I am trying to fit a mixed linear model, particularly, a longitudinal study
with the lme function and I am really need some advise..... My question is
about how to deal with the within-group errors heteroscedasticity. This is
my first mixed model so the learning curve is high.

First I give you background with my model.

1)  I am trying to quantify how the mean length of different species of fish
are changing over time. However, I do not have one time series of main size
over time for each specie. What I have it is many time series for each
specie because those species are fished with different gears. So each time
series belongs to a different fishing gear and then many time series of
fishing gears belong to a specie. Not all the species are fished with the
same gears. So there are different number of time series for each specie.

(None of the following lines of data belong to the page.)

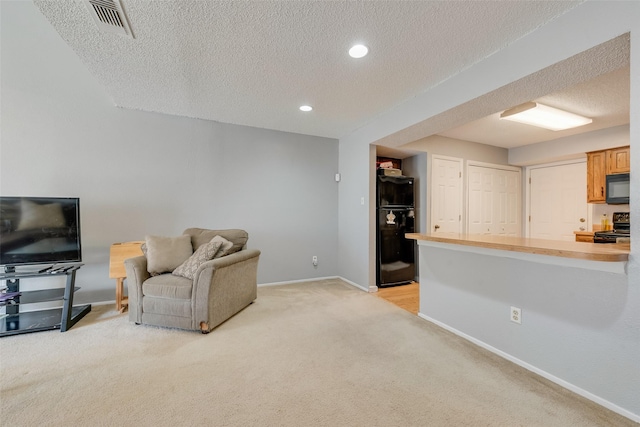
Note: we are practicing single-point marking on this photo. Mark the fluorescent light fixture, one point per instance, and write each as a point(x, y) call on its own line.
point(535, 114)
point(358, 51)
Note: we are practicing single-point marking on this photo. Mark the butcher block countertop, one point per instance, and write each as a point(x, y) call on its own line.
point(615, 252)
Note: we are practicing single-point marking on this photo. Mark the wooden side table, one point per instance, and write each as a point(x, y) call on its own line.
point(118, 253)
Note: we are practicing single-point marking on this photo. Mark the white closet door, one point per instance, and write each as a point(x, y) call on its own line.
point(446, 198)
point(558, 201)
point(494, 200)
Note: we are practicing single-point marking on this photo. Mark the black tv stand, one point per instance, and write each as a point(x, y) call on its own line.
point(15, 321)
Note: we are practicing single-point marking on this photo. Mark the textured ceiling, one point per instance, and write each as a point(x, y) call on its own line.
point(254, 62)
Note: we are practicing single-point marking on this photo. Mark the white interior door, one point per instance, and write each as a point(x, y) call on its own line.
point(494, 200)
point(558, 201)
point(446, 194)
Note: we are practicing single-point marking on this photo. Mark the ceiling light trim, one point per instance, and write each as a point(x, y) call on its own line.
point(535, 114)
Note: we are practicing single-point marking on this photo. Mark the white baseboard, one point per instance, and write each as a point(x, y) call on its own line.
point(315, 279)
point(588, 395)
point(289, 282)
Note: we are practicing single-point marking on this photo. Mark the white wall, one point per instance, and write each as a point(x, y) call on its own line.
point(572, 147)
point(139, 173)
point(616, 329)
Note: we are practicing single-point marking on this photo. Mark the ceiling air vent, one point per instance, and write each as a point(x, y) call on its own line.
point(109, 16)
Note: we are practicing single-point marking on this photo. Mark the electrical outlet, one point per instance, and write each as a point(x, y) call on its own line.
point(516, 315)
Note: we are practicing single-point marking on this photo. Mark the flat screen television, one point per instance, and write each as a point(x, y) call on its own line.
point(39, 230)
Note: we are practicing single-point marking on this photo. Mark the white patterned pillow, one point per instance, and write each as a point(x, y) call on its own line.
point(225, 246)
point(203, 254)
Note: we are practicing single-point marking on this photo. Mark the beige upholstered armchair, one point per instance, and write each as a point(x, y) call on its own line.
point(174, 285)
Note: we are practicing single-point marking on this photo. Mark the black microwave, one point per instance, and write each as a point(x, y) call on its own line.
point(617, 189)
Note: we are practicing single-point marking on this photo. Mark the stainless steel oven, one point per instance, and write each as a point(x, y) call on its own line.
point(621, 232)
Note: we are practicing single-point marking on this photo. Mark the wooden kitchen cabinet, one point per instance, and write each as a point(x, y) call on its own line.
point(596, 172)
point(618, 160)
point(601, 163)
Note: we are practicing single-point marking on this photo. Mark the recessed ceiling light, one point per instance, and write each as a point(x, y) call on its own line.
point(543, 116)
point(358, 51)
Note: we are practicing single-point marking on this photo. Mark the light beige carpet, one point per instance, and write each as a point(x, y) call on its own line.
point(310, 354)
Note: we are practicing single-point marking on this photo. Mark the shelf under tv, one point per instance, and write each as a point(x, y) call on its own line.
point(41, 320)
point(16, 321)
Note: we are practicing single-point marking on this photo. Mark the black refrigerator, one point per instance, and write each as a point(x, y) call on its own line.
point(396, 216)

I have attached figure 1 with the data if you want to see.

This is my basic model:

model3<-lme(meansize~year*stock,random=~year|id, data=cas)

Variables:
meansize: mean length of the fish, continuous variable
year: the years, continuous variable
stock: 3 species of fish, categorical variable.
id: it is the variable identifying each of the time series.

So in this model I am interested in estimating a mean intercept and a mean
slope for each specie and quantify how much the mean size of the specie has
change over time and see what species are decreasing more. I am treating
each of the time series of the gears as random effects. In my head I am
imaging an experiment where I have random fishing gears fishing in the ocean
and they are a random sample which will tell me if mean size of fish are
decreasing or increasing over time. Well, in reality, they are not random
samples, this is the real data that exist but i am treating them as random.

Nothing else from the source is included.